America’s share of global manufacturing exports held steady at 13% from 1971 to 2000 but dropped sharply after China joined the WTO in 2001, reaching just 6% in 2022. Similarly, America’s manufacturing value-added share fell from 25% in 2000 to 16% in 2021.

These trends devastated the Rust Belt, fuelling frustration with globalization and political elites. In 2016, Donald Trump capitalized on this discontent, promising to revive U.S. manufacturing and challenge China’s trade practices. He aims to do the same this November.

In this context, China's one-child policy has subtly yet significantly altered the American political landscape. Now, American politics are influencing China's economy in return. The backlash against China, which began with Trump's tariffs in 2018 and has gained momentum under President Joe Biden, has led to a decrease in the share of Chinese goods in U.S. imports, dropping to just 12.7% in the first half of 2024.

On top of losing access to the American market, China is also seeing some of its own manufacturing firms relocating portions of their production to countries like Vietnam and Mexico to sidestep U.S. tariffs. This trend hints at a broader exodus reminiscent of the decline experienced by Japan's manufacturing sector.

China is beginning to resemble Japan for a couple of key reasons. First, its workforce is shrinking and aging at an alarming rate. Government statistics show that annual births have plummeted from an average of 23.4 million between 1962 and 1990 to just 9 million last year, a figure that is likely overstated. In just a few years, China may see only about 6 million births annually.

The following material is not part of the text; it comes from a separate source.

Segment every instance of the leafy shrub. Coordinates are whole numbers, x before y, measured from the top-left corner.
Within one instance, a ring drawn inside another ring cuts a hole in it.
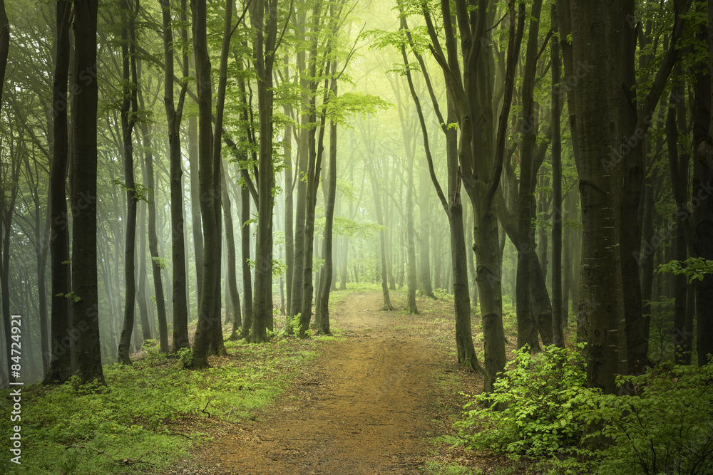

Meanwhile, the median age of migrant workers, who make up 80% of the manufacturing labour force, has increased from 34 in 2008 to 43 last year, with those over 50 rising from 11% to 31%. Some manufacturing plants are already shutting down due to labour shortages.

Second, the services sector is poised to overshadow manufacturing. As the Chinese government aims to boost the share of household disposable income in GDP, demand for U.S. goods is expected to rise. Additionally, many manufacturing workers may transition to the services sector, which is where a rapidly growing number of college graduates will seek employment.

The drop in manufacturing may not occur as swiftly as it did in Japan, thanks to China's larger domestic market and more developed industrial ecosystem.

Additionally, the country's significant investments in artificial intelligence and robotics could lead to productivity improvements. Nevertheless, a decline is both unavoidable and permanent. Unfortunately for the U.S., this situation is unlikely to result in a resurgence of domestic manufacturing.